1. Download & install Python 2.4 for Windows in e.g. c:/python
2. Download & install Cygwin in e.g. c:/cygwin. This provides you with a shell and other tools. When it comes to picking the modules and applications to use, add in autoconf, bison and flex. Do not install gcc or make – these are taken care of in the next step.
3. Download & install MinGW in e.g. c:/mingw. MinGW is not Ming – MinGW is an entirely different application takes care of the compilation.
4. Download the MinGW-zlib library. Copy the two .h files in usr/include/mingw to c:/mingw/include
5. Copy the file libpython24.a from c:/python/libs to c:/mingw/lib.
6. Download & install the Ming source code, in e.g. c:/ming
7. Download the source code for zlib. Copy the files zlib.h and zconf.h into c:/ming/src
8. Fire up Cygwin and go into the ming directory (e.g. cd /cygdrive/c/ming)
9. Type the following commands:

  $ autoconfig
  $ ./configure
  $ cd src
  $ mingw32-make static
  $ cd ..
  $ ls libming.a

10. A file called libming.a should now exist. Type cd py_ext and press ENTER.
11. In this folder, there should be a file setup.py.

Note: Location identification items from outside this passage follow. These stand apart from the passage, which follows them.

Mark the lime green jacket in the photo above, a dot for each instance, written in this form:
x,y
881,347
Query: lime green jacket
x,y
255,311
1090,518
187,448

Open it, delete the existing code and replace it with:

from distutils.core import setup, Extension

setup(name = "mingc",
      version = "0.4",
      description = "A library for creating Flash files",
      py_modules = ['ming', 'mingc'],
      ext_modules = [Extension(name="_mingc",
                               include_dirs=['/usr/local/include', '../src'],
                               library_dirs=['/usr/local/lib', '..'],

12. Run the following command:

$ ../../python/python setup.py build --compiler=mingw32

(The path to your python instance may be different from the above)
13. In the folder build/lib.win32-2.4 there should now be a spanking new file _mingc.pyd.
14. You can test this by moving the file _mingc.pyd up two levels, in the same folder as shape.py, then running:

$ ../../Python/python shape.py

15. This should have created an SWF called test.swf, which consists of a red quarter-circle with a grey border.

References: When coming up with the above, I found this newsgroup post and this MinGW introduction page useful resources.